13CEP TRIAL OF LABOR OR ELECTIVE REPEAT CESAREAN AFTER ONE PRIOR CESAREAN DELIVERY? A COST-UTILITY ANALYSIS

Tuesday, October 20, 2009
Grand Ballroom, Salons 1 & 2 (Renaissance Hollywood Hotel)
Erica Wu, BAS, Anjali J. Kaimal, MD, MAS and Miriam Kuppermann, PhD, MPH, University of California, San Francisco, San Francisco, CA

Purpose: The rising cesarean delivery rate is attributable in part to a decline in vaginal births after cesarean (VBAC).  In the 80’s and 90’s, women who had previously undergone a cesarean were encouraged to attempt a VBAC. More restrictive guidelines issued in 2004 regarding the situations in which VBAC should be offered resulted in a reversal of this trend, despite evidence that VBAC and repeat cesarean are comparable in safety. Previous cost-effective analyses of VBAC have used "expert" estimates or classification systems of patient utilities and have tended to focus on a narrow range of maternal and neonatal outcomes. In this study, we aimed to compare the cost-effectiveness of a trial of labor (TOL) to an elective repeat cesarean delivery (ERCD) for a woman with one prior cesarean delivery using utilities obtained from pregnant women and a broad range of clinical outcomes.
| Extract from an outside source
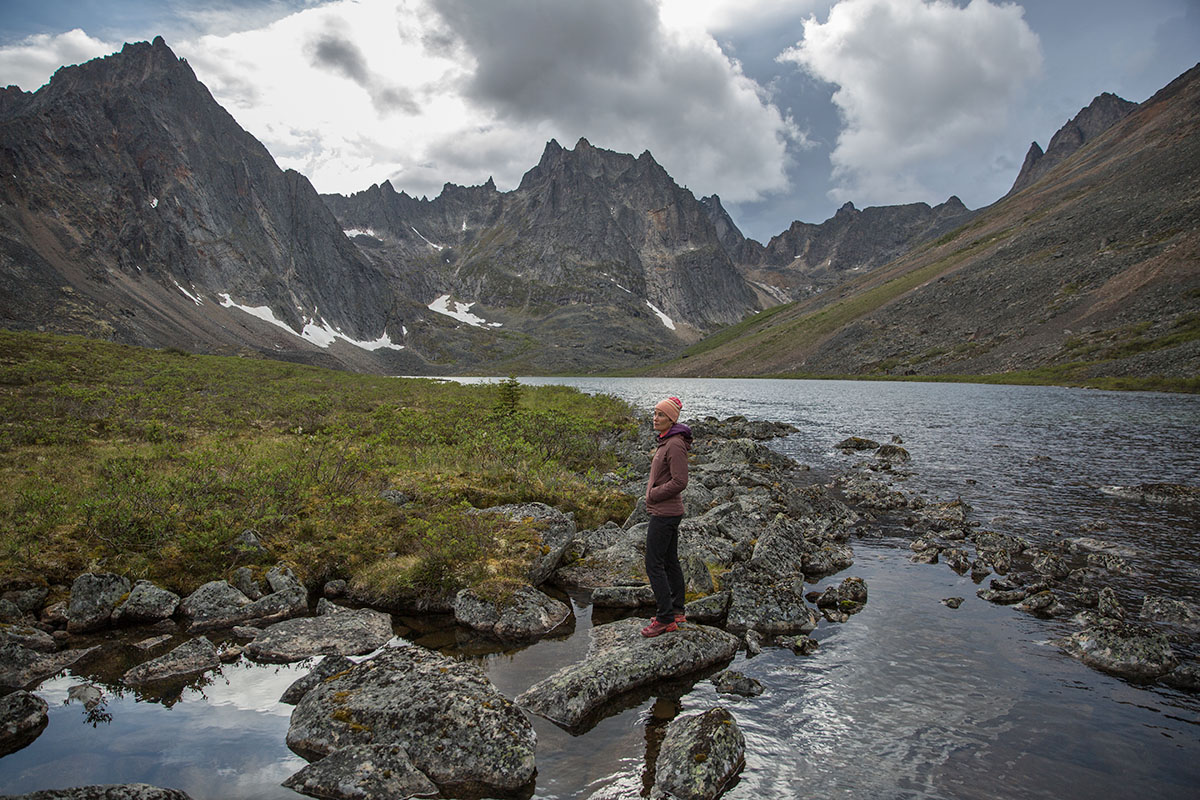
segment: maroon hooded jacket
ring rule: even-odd
[[[681,517],[692,429],[676,422],[657,442],[658,450],[650,462],[650,480],[646,482],[646,511],[652,517]]]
Method: We conducted a cost-utility analysis comparing the strategy of a TOL to that of an ERCD for women with one prior cesarean delivery. Probabilities and costs were obtained from the literature and utilities were elicited from a diverse population of pregnant women receiving prenatal care at the University of California, San Francisco, or San Francisco General Hospital.

Result: In the base case scenario, we found ERCD to be marginally cost effective, with an incremental cost-effectiveness ratio of $50,696 per quality-adjusted life-year (QALY). If the likelihood of successful VBAC is less than 35%, ERCD is the dominant strategy, as it is less costly and more effective than a TOL. In a sensitivity analysis using the 75th percentile of utilities for all TOL outcomes, TOL was found to be the dominant strategy. When the 25th percentile of utilities was applied for the most catastrophic neonatal outcomes (severe disability or death), ERCD became more cost effective with an incremental cost-effectiveness ratio of $41,122 per QALY.

Conclusion: Both TOL and ERCD are cost-effective strategies for women who have had one prior cesarean delivery. The best approach for an individual patient, however, is largely determined by her preferences.  Providers should engage patients who have had one prior cesarean in meaningful discussions about their preferences and values during the process of making a patient-centered evidence-based decision regarding the approach to their next delivery.